Top executives at Volvo Cars and Stellantis warned that the EU's tech-sovereignty agenda — curbing reliance on US technology — will drive up costs and shrink Europe's auto market. This means → Brussels' industrial-security ambitions are now on a collision course with automakers' global competitiveness.

01

What exactly are automakers pushing back on?

The European Commission last month unveiled a tech-sovereignty package — a set of policies designed to reduce dependence on US big tech by promoting homegrown alternatives and imposing digital-procurement requirements.
Volvo Cars CEO Håkan Samuelsson put it bluntly: "If the EU puts any restrictions on American technology, Europe will be the only loser." He welcomed European alternatives but insisted they should emerge through market competition, not government mandates.
Stellantis CTO Ned Curic was more specific: maintaining separate tech frameworks across regions is inherently expensive, and automakers are already stretched by EV-transition spending and competition from Chinese rivals.
02

Why can't European automakers quit US tech?

European automakers depend heavily on American chips, AI systems, and cloud services. Volvo Cars — owned by China's Geely — still relies on Google and NVIDIA to keep its products competitive.
This means → as the industry shifts to software-defined vehicles — where computers manage everything from battery performance to autonomous driving — the choice of underlying tech platform directly determines who can compete globally.
In plain terms = today's car is increasingly a computer on wheels, and the core software and hardware of that computer mostly comes from the US. There is no equivalent substitute available in the short term.
03

Volkswagen joined in — why are automakers speaking up together?

VW CEO Oliver Blume issued a similar warning this month: the pursuit of homegrown tech must not lead to over-regulation, and AI and data need "a degree of freedom to develop."
All three automakers converge on one position: Volvo argues for deeper US-EU tech integration as a shared defense against China; Stellantis and VW focus on the cost math.
This reflects a collective industry judgment — Europe's competitive threat is China, not America. Restricting US technology amounts to tying one's own hands.
04

How did the EU respond? Will the plan actually shut out US firms?

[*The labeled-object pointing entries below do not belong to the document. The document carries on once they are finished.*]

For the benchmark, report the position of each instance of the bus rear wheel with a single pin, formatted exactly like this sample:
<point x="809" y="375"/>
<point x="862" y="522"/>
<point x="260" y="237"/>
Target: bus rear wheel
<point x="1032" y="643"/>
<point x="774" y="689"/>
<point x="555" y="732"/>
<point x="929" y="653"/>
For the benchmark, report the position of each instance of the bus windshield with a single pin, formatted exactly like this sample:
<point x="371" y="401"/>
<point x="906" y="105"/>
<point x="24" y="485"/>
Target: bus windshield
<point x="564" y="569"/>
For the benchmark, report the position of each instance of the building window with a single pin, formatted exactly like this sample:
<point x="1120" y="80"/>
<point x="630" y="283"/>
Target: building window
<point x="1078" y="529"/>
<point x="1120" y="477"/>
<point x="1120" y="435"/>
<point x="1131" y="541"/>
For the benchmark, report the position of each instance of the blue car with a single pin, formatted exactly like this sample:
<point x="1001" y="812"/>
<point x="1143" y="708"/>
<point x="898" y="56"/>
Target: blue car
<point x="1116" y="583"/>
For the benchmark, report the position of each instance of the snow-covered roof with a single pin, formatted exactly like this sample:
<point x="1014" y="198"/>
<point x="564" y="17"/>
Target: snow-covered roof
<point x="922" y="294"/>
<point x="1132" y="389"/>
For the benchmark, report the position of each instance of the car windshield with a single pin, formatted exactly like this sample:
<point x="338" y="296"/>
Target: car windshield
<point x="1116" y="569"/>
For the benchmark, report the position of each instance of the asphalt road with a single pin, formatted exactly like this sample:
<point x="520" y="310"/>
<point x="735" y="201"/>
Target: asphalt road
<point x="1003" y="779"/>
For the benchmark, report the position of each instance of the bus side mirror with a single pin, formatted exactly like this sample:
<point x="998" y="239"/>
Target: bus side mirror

The Commission said the package "aims to boost resilience while remaining open to trusted partners," and will unlock investment, innovation, and scale.
The current proposal creates a four-tier certification framework ranking technologies by degree of foreign influence — but it has not explicitly excluded US firms from most public procurement, nor imposed sovereignty requirements on private companies.
In plain terms = the line the proposal draws is still vague — public procurement faces new hurdles, but private business is not restricted yet. What automakers really fear is that the line will creep toward the private sector over time.
05

What is the key variable in this standoff?

Brussels-based researcher Zach Meyers noted the proposal "represents a major shift in the EU's stance" — Brussels had long championed open markets, while the US and China had already abandoned international trade norms.
This means → the EU is moving from "rule defender" to "rule reshaper," and how far it turns will determine how high the costs run.
The next test: if sovereignty requirements extend from public procurement to private enterprise, whether the market can absorb the cost pressure will directly shape the trajectory of European auto competitiveness.

Content is for reference only, not financial advice.